Chinese economic growth continued at a 9.5% y-o-y rate during the second quarter of this year. This was an increase from the 9.4% rate of the first quarter. Imports slowed down, and exports continued at the same rate. The staple behind the growth was fixed asset investment which increased 25.4% to 3.29 trillion yuan in the first half after climbing 22.8% in the first quarter. Growth in real-estate investment slowed to 23.5% in the first half from a 26.7% pace in the first quarter. In fact gross fixed asset investment was running at the unsustainable rate of 49% of GDP in the first quarter.

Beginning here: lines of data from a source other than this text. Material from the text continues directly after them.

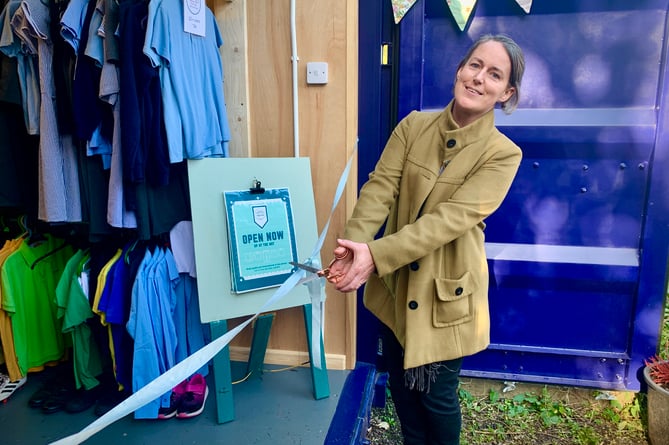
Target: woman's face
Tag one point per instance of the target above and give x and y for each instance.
(482, 82)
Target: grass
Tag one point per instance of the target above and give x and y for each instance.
(540, 415)
(526, 414)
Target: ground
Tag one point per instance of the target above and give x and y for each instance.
(527, 414)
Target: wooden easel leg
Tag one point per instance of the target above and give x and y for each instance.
(225, 407)
(261, 330)
(319, 377)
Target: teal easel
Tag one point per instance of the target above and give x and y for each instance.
(208, 179)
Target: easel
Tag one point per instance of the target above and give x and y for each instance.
(208, 179)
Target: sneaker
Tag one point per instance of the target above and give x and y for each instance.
(175, 401)
(4, 379)
(192, 402)
(9, 387)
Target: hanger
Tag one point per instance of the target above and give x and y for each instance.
(48, 254)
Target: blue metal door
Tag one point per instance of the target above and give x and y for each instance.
(578, 250)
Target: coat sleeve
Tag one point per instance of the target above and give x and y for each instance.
(442, 222)
(379, 193)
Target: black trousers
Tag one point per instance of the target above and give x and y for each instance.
(427, 417)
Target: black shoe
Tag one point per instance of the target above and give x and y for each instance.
(56, 400)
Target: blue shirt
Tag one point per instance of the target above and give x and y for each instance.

Why is this acceleration, contrary to expectations, taking place? Well Denise Yam and Andy Xie(both Morgan Stanley) suggest that:
"Strong opposition from interest groups (local governments, financial institutions, business sectors) held policymakers back from sufficient macro tightening to tame the investment-driven cycle in China. The objectives of social, economic and political stability leave the government with the arduous task balancing interests among economic sectors, geographical regions and between short- and long-term considerations. Strong growth is often preferred as job creation is seen as a powerful input to social stability."
They believe however that the investment-driven cycle will come under the pressure of its own weight - overcapacity, unfavorable pricing, reduced cash flow and shrinking margins and that "deteriorating profitability and corporate cash flow are set to force a slowdown in capex, bringing down the unsustainably strong economic growth". In this latter context this may be relevant:
A senior Chinese central bank official has said that commercial lenders should ensure that funds continued to flow to healthy companies amid signs of an easing of the country’s tight credit policies.....“Commercial banks should ensure lending of working capital to enterprises that are able to secure considerable market share, make money and create jobs,” said Zhang Xiaohui, the head of the monetary policy department of the People’s Bank of China, in an interview with the China Securities Journal.
This may well indicate that the corporate cash flow problem Xie so fears may be arriving.
Amazingly consumer inflation was only running at a 1.6% YoY in June, which with all the excesses of growth must mean underlying deflationary forces are strong. As Xie and Yam indicate in real terms retail demand grew by only 12% YoY, similar to the pace in 1Q05, and faster than that in 2004 (10%), and a reducing portion of GDP when you look at the fixed investment numbers in comparison.